Esa es
la escueta almendra de un demorado relato de sentimientos y situaciones en el
que Saramago hace ostentación, no diría yo sólo de su oficio de escritor, algo
que a estas alturas va de suyo, sino de su asombrosa capacidad para hacer
creíbles y cercanos unos personajes a los que hace moverse en un escenario
insólito y remoto. Al fin y al cabo, de eso se trata, de cribar la realidad de
entre la ganga imaginaria, de señalar lo real en un paisaje de simulaciones sin
cuento, de marcar con fuego a las verdaderas personas para que resalten sobre
un fondo multicolor de lentejuelas, de llamar la atención sobre lo que palpita
bajo el sol, desviando la mirada de las confusas sombras del fondo de la cueva
platónica.
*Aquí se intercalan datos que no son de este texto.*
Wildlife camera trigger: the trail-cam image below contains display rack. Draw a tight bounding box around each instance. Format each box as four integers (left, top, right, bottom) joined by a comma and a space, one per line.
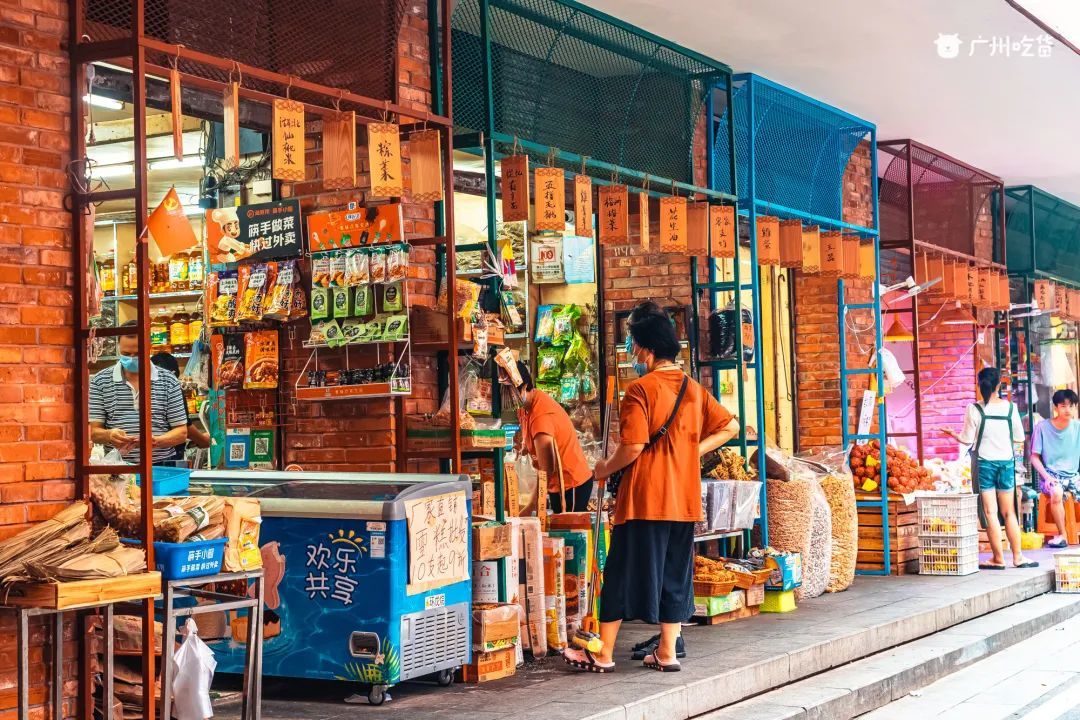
878, 139, 1005, 465
702, 73, 890, 574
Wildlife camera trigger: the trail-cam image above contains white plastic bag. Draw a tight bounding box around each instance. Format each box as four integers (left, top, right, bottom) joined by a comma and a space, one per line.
173, 617, 217, 720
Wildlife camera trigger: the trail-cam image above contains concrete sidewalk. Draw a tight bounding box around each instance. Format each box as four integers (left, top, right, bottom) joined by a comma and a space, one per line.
215, 552, 1054, 720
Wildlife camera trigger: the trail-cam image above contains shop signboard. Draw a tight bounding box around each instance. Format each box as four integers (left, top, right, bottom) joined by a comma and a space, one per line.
206, 200, 303, 263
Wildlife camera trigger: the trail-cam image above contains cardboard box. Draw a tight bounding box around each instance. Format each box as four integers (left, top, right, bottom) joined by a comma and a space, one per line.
473, 522, 511, 560
461, 648, 517, 682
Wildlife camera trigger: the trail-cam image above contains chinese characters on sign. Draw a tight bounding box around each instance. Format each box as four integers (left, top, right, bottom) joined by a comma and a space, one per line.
405, 491, 469, 595
535, 167, 566, 232
367, 122, 405, 198
660, 196, 687, 253
206, 200, 302, 262
573, 175, 593, 237
272, 98, 305, 180
499, 155, 529, 222
597, 185, 630, 245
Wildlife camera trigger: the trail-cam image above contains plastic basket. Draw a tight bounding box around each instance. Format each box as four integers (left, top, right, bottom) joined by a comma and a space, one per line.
1054, 551, 1080, 593
153, 538, 226, 580
919, 492, 978, 538
919, 534, 978, 575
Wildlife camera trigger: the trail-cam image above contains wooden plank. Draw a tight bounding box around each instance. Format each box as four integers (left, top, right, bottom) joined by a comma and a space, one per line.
4, 572, 161, 610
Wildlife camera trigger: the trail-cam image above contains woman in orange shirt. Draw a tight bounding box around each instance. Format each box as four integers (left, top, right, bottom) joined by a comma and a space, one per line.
516, 361, 593, 513
564, 301, 739, 673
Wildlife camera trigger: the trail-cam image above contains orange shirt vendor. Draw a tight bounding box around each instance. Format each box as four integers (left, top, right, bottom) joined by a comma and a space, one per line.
516, 361, 593, 513
564, 302, 739, 673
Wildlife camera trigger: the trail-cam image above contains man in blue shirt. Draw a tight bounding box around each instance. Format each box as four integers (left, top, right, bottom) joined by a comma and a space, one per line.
1031, 390, 1080, 547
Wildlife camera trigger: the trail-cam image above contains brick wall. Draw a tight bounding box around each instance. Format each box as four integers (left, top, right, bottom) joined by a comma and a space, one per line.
282, 2, 436, 472
0, 0, 78, 718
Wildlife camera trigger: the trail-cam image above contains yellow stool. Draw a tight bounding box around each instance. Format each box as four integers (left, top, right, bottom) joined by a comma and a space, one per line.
761, 590, 795, 612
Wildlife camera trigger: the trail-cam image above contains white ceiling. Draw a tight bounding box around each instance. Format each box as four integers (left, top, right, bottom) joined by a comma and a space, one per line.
584, 0, 1080, 204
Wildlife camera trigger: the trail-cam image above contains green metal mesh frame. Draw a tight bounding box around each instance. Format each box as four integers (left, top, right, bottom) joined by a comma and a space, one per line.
451, 0, 730, 181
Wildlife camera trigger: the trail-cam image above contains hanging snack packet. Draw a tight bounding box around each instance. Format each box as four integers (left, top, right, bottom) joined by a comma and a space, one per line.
369, 248, 387, 283
535, 305, 559, 343
537, 348, 563, 383
382, 283, 405, 312
311, 253, 330, 287
352, 285, 375, 317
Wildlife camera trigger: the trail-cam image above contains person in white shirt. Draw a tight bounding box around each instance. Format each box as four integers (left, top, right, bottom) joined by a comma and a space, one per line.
942, 367, 1039, 570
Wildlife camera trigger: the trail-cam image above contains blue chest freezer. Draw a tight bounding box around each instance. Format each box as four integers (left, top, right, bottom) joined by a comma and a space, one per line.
191, 471, 472, 703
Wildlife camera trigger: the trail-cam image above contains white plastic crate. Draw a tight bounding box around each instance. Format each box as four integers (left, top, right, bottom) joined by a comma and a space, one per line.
1054, 551, 1080, 593
919, 535, 978, 575
919, 492, 978, 538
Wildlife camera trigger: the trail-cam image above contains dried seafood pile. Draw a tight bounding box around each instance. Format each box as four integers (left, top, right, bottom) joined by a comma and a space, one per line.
0, 502, 146, 584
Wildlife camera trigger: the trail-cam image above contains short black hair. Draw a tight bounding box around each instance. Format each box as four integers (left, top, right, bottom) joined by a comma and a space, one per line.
627, 300, 681, 361
1051, 388, 1080, 405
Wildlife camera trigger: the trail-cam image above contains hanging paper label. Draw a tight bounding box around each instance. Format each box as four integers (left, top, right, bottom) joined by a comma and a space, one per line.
660, 196, 687, 253
271, 98, 305, 181
597, 185, 630, 245
534, 167, 566, 232
573, 175, 593, 237
708, 205, 735, 258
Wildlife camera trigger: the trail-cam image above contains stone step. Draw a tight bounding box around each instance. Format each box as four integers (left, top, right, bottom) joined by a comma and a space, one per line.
698, 594, 1080, 720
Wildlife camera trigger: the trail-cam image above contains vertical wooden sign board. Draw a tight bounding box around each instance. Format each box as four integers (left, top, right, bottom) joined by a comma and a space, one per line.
757, 215, 780, 264
323, 110, 356, 190
708, 205, 735, 259
499, 155, 529, 222
660, 196, 687, 253
271, 98, 305, 181
408, 130, 443, 203
221, 82, 240, 167
637, 192, 649, 253
780, 220, 802, 268
596, 185, 630, 245
821, 230, 843, 277
802, 225, 821, 273
573, 175, 593, 237
686, 203, 708, 258
168, 67, 184, 162
367, 122, 405, 198
532, 167, 566, 232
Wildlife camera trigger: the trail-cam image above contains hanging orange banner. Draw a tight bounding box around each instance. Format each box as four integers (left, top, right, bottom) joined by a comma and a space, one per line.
270, 98, 305, 182
780, 220, 802, 268
708, 205, 735, 258
660, 196, 687, 253
802, 225, 821, 273
408, 130, 443, 203
596, 185, 630, 245
637, 192, 649, 253
573, 175, 593, 237
532, 167, 566, 232
821, 230, 843, 277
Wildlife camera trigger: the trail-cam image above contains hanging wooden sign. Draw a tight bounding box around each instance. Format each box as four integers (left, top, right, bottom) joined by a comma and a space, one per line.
408, 130, 443, 203
367, 122, 405, 198
221, 82, 240, 167
757, 215, 780, 264
821, 230, 843, 277
532, 167, 566, 232
323, 110, 356, 190
573, 175, 593, 237
596, 185, 630, 245
660, 196, 687, 253
802, 225, 821, 273
686, 203, 708, 258
708, 205, 735, 258
780, 220, 802, 268
270, 98, 305, 182
859, 240, 877, 280
168, 65, 184, 162
637, 192, 649, 253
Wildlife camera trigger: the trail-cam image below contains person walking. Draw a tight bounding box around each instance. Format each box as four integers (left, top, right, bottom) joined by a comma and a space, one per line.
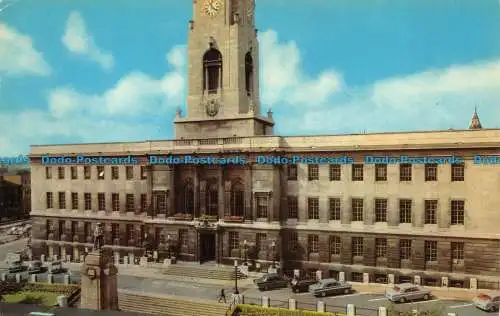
217, 289, 227, 304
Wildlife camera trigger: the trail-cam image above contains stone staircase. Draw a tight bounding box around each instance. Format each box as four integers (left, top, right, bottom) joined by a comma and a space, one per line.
118, 290, 228, 316
164, 264, 247, 280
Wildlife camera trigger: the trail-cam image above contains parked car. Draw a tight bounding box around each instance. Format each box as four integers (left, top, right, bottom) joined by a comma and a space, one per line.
472, 292, 500, 312
254, 273, 288, 291
49, 261, 64, 274
290, 279, 318, 293
385, 283, 431, 303
9, 261, 24, 273
28, 260, 42, 274
309, 279, 352, 297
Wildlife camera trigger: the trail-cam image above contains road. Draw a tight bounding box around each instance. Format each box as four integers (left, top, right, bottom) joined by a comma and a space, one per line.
0, 240, 491, 316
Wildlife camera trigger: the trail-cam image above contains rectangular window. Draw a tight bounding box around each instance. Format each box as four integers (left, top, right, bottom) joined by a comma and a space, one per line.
125, 166, 134, 180
111, 193, 120, 212
351, 198, 363, 222
451, 200, 465, 225
125, 194, 135, 212
451, 163, 465, 182
288, 196, 299, 219
96, 166, 104, 180
425, 163, 438, 182
286, 165, 297, 181
111, 166, 120, 180
97, 193, 106, 211
399, 163, 412, 181
330, 165, 342, 181
424, 200, 437, 224
399, 199, 411, 224
399, 239, 411, 260
58, 192, 66, 210
307, 164, 319, 181
45, 192, 54, 209
83, 193, 92, 211
307, 197, 319, 219
71, 192, 80, 210
375, 238, 387, 259
352, 164, 363, 181
451, 242, 465, 264
330, 236, 342, 256
57, 167, 64, 180
352, 237, 364, 257
45, 167, 52, 179
375, 164, 387, 181
375, 199, 387, 223
425, 240, 437, 262
307, 235, 319, 254
83, 166, 90, 180
229, 232, 240, 250
328, 198, 340, 221
255, 193, 268, 218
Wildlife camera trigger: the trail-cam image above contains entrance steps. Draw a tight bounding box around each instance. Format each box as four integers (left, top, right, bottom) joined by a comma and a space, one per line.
164, 263, 247, 280
118, 290, 228, 316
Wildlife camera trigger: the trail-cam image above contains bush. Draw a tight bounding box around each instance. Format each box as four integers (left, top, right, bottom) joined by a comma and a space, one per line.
230, 304, 346, 316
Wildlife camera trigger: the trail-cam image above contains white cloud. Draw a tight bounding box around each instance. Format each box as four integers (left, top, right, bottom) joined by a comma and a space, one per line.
0, 23, 51, 76
61, 11, 115, 69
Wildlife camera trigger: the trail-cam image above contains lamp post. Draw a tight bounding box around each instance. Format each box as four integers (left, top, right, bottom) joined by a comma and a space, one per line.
234, 260, 240, 294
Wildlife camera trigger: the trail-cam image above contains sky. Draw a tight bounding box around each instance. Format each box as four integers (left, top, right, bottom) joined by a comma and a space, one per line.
0, 0, 500, 156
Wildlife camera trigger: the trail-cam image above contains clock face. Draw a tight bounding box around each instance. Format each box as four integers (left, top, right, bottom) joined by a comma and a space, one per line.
203, 0, 222, 16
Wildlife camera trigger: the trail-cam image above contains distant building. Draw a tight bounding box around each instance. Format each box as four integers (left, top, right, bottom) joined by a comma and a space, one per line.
30, 0, 500, 287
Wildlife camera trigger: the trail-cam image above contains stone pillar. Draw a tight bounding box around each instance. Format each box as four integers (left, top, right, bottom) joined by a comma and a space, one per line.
262, 296, 271, 308
347, 304, 356, 316
316, 301, 326, 313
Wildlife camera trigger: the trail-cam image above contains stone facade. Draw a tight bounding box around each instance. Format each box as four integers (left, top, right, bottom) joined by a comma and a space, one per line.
31, 0, 500, 283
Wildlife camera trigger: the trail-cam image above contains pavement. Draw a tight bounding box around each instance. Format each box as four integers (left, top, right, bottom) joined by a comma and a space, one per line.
0, 240, 492, 316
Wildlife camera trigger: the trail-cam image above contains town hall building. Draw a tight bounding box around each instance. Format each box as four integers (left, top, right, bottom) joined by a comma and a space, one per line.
30, 0, 500, 287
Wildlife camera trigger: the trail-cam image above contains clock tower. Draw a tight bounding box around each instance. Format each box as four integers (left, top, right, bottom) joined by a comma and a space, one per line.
174, 0, 274, 139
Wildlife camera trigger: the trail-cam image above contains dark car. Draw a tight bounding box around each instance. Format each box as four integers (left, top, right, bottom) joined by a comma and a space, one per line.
254, 273, 289, 291
290, 279, 318, 293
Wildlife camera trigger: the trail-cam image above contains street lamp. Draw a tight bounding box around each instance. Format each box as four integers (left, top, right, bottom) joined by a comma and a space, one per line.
234, 260, 240, 294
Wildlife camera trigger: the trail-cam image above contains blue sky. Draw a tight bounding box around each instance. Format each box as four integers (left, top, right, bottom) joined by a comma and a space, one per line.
0, 0, 500, 155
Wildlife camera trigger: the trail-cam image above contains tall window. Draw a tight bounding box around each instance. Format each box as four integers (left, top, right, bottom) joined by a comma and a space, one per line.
255, 193, 268, 218
399, 199, 411, 224
375, 199, 387, 223
245, 52, 253, 96
329, 165, 342, 181
45, 192, 54, 209
206, 183, 219, 216
375, 164, 387, 181
451, 200, 465, 225
288, 196, 299, 219
351, 198, 363, 222
425, 240, 437, 262
352, 237, 364, 257
307, 235, 319, 253
425, 163, 437, 181
181, 179, 194, 214
328, 198, 340, 221
307, 164, 319, 181
424, 200, 437, 224
203, 47, 222, 93
352, 164, 363, 181
307, 197, 319, 219
399, 239, 411, 260
230, 182, 245, 216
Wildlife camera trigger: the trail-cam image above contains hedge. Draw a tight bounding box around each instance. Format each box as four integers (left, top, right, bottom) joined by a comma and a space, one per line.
228, 304, 347, 316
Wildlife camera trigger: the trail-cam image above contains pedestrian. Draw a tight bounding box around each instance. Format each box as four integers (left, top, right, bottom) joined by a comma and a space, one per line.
217, 289, 227, 304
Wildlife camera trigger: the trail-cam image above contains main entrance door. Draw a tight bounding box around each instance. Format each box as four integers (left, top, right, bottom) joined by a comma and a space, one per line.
200, 232, 217, 263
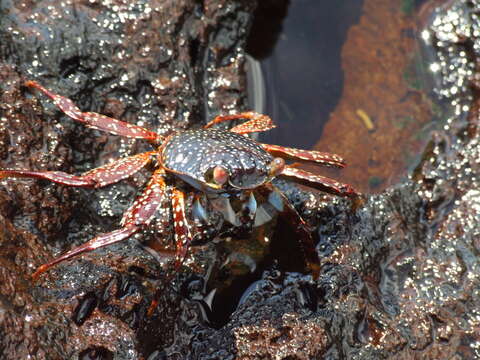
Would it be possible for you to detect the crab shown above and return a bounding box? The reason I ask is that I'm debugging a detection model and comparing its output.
[0,81,356,279]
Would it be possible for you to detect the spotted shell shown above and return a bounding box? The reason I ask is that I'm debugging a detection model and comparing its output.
[160,129,273,191]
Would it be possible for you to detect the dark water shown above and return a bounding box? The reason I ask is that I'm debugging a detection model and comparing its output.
[247,0,363,148]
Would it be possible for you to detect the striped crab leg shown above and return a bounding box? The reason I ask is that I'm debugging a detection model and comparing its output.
[204,111,275,134]
[279,165,358,196]
[32,169,166,280]
[0,151,155,188]
[25,81,162,142]
[172,189,192,269]
[258,183,320,280]
[260,144,346,168]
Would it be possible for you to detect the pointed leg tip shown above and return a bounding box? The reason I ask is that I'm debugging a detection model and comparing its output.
[309,264,320,281]
[32,264,50,281]
[342,185,360,197]
[147,300,158,317]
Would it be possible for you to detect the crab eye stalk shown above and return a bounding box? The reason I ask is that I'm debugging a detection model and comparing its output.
[269,158,285,176]
[205,165,228,188]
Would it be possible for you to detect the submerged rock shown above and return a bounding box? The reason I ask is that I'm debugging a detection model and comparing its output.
[0,0,480,359]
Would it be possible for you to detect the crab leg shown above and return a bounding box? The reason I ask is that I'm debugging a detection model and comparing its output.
[204,111,275,134]
[280,165,357,196]
[32,169,166,279]
[258,183,320,280]
[172,189,192,269]
[260,144,345,168]
[25,81,161,141]
[0,151,155,188]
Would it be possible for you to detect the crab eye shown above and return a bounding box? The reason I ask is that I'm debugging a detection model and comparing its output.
[269,158,285,176]
[205,166,228,186]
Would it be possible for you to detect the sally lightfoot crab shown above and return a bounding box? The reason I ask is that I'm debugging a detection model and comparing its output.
[0,81,356,278]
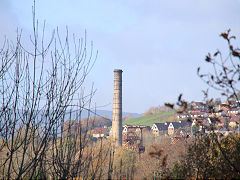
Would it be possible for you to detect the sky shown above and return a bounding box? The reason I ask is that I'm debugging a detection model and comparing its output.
[0,0,240,113]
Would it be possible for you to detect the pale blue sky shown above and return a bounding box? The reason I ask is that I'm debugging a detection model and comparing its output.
[0,0,240,113]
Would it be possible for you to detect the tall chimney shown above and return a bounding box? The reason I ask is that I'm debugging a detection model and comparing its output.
[112,69,123,147]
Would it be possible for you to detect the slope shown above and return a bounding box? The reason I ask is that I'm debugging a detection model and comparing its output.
[123,111,176,126]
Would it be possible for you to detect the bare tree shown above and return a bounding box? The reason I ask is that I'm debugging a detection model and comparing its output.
[0,3,117,179]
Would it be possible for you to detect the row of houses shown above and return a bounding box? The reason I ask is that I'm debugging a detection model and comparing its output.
[93,120,192,138]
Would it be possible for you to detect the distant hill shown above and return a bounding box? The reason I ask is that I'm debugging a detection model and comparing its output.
[123,111,177,126]
[63,110,141,119]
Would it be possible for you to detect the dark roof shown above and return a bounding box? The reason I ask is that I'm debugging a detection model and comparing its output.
[93,128,108,134]
[180,120,192,127]
[154,123,169,131]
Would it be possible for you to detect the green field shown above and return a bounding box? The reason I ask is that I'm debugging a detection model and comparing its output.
[123,111,176,126]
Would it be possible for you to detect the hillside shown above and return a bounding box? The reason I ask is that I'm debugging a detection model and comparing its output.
[123,111,176,126]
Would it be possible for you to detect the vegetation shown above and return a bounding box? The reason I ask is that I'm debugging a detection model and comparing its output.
[123,111,177,126]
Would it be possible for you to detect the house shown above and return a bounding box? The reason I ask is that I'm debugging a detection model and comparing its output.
[152,120,191,136]
[151,122,169,136]
[122,125,151,135]
[191,102,208,112]
[92,127,108,138]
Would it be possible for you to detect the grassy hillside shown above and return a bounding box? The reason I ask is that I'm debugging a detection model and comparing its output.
[123,111,176,126]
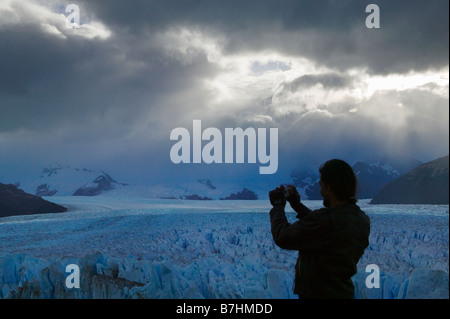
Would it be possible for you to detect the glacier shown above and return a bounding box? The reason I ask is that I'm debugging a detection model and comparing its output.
[0,196,449,299]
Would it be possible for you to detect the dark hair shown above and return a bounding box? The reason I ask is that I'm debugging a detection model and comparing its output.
[319,159,357,204]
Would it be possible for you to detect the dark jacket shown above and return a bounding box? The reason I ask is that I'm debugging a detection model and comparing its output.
[270,204,370,299]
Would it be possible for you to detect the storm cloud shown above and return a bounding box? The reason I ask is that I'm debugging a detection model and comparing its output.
[0,0,449,185]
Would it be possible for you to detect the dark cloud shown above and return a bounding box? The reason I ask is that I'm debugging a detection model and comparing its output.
[0,0,449,185]
[77,0,449,74]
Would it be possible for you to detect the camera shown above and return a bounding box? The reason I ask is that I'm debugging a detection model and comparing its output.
[283,186,291,199]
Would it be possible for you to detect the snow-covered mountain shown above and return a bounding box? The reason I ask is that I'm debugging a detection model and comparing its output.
[372,155,449,204]
[20,164,126,196]
[291,157,421,200]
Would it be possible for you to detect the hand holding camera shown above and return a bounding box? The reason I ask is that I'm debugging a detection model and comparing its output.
[269,185,300,206]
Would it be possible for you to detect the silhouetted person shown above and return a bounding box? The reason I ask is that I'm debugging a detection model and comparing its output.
[269,159,370,299]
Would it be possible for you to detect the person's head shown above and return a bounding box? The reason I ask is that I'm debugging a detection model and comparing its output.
[319,159,357,207]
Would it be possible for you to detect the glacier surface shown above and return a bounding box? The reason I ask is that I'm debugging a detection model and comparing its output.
[0,197,449,299]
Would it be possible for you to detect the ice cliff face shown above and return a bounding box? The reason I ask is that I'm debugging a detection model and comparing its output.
[0,202,449,299]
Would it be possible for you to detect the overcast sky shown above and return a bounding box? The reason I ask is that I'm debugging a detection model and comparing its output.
[0,0,449,182]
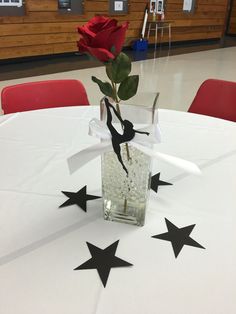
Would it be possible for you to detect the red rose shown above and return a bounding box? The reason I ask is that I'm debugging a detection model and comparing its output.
[77,16,129,62]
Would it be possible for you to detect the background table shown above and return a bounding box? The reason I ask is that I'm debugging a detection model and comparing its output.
[0,107,236,314]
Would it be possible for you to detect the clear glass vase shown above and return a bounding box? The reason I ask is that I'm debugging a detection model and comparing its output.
[101,93,159,226]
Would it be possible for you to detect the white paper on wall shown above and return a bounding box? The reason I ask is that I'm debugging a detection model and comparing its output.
[0,0,22,7]
[114,1,123,11]
[183,0,192,11]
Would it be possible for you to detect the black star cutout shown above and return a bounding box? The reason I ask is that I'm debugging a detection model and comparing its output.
[59,185,101,212]
[74,240,133,287]
[151,172,173,193]
[152,218,205,258]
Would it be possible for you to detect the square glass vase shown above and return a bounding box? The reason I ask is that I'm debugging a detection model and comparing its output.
[100,93,159,226]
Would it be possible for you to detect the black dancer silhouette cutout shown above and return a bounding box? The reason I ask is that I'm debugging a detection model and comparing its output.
[105,98,149,176]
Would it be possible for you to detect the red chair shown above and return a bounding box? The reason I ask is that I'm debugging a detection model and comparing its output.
[1,80,89,114]
[188,79,236,122]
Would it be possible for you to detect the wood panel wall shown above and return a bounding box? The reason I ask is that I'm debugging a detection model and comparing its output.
[0,0,230,59]
[228,0,236,35]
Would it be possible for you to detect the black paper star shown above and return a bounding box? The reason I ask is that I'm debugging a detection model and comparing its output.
[151,172,173,193]
[59,185,101,212]
[152,218,205,258]
[74,240,133,287]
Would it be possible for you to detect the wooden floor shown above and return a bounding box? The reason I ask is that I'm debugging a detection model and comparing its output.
[0,37,236,81]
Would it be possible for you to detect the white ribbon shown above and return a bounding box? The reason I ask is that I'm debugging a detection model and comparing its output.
[67,118,201,174]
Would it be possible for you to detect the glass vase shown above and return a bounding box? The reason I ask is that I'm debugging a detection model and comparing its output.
[100,93,158,226]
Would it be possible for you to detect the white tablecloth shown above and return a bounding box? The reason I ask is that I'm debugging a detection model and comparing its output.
[0,107,236,314]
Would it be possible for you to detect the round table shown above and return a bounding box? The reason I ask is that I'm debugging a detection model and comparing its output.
[0,107,236,314]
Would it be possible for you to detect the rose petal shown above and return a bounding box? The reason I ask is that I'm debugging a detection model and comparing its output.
[109,22,129,56]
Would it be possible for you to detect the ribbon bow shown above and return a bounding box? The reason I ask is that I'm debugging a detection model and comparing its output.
[67,111,201,174]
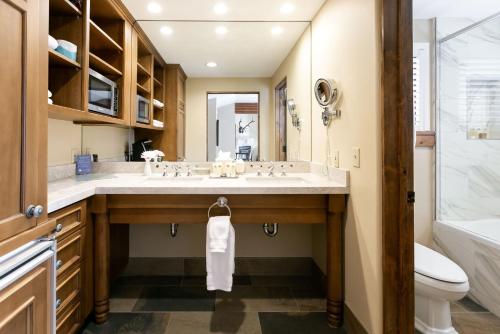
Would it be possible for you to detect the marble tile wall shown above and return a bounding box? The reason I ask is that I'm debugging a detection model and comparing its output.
[437,18,500,220]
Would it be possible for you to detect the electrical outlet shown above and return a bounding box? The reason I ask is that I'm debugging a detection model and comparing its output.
[333,150,340,168]
[352,147,361,168]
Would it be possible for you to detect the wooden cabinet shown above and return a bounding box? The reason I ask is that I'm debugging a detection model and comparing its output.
[49,201,94,334]
[0,258,52,334]
[0,0,47,241]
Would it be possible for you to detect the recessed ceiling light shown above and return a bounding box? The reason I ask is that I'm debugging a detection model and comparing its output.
[160,26,174,36]
[271,26,284,36]
[214,2,227,15]
[148,2,162,14]
[280,2,295,14]
[215,26,227,35]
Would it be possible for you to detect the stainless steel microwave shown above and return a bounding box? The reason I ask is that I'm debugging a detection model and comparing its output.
[136,95,151,124]
[89,69,118,116]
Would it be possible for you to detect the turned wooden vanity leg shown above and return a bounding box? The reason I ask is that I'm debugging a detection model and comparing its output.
[326,195,346,328]
[92,195,110,324]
Lo que importa de la nueva novela de Saramago no es tanto esa
sencilla trama lineal, sino los intersticios, la melaza, el aire entre los
personajes, sus relaciones mediante sus palabras o sus pensamientos, y no lo
que les pasa. Por esa delicada intromisión en el mundo de los sentimientos
entre un padre y una hija, entre una joven embarazada y su esposo, entre un
anciano y su nuevo amor de senectud, entre un yerno y su suegro, entre una
joven y una viuda, y de todos ellos con ese silencioso coro griego que es el
perro Achado, “La Caverna” es un insustituible tratado de inteligencia
emocional, un monumento a esa sabiduría que nada tiene que ver con la academia
o la erudición, una evocación, quizá, de ese abuelo siempre recordado por
Saramago y un espejo de un mundo, el nuestro, en el que tan cuesta arriba se le
ponen las cosas a personas como debió ser él.

Pero otra es la tesis, la
denuncia, el objetivo entrevisto del relato. Lo que creeremos casi hasta el
final una alegoría de la caverna de las ilusiones del filósofo griego (y que no
será tal metáfora, como veremos) nos pone en primer plano una tradicional
tensión entre la vida y las gentes del medio rural y la deshumanización de las
ciudades. En el primero está el barro primordial, genésico, mientras en la
segunda está el plástico que, simulando las características de la loza de
Algor, siendo un remedo, una imitación, sustituye a sus originales. En el
pueblo están el viejo horno, la morera y el perro, mientras en el “Centro” hay
neones, las ventanas no dejan ver el campo y están prohibidos los animales.
Alrededor de la alfarería se mueven personas que se nos muestran con toda su
profundidad psicológica, mientras que los escasos habitantes del “Centro” que
se nos permite conocer son meros eslabones periféricos de una remota cadena de
responsabilidades, más o menos amables, pero obedientes a las opacas normas,
meros autómatas sin responsabilidad que se guían por encuestas y los
reglamentos. En la pequeña y empobrecida población de Algor hay sentimientos
que afloran entre los personajes, incluso los celos egoístas de los padres de
Marçal, no así en el centro, en el que toda reacción está pautada, controlada,
medida y dictada por criterios de utilidad y obediencia.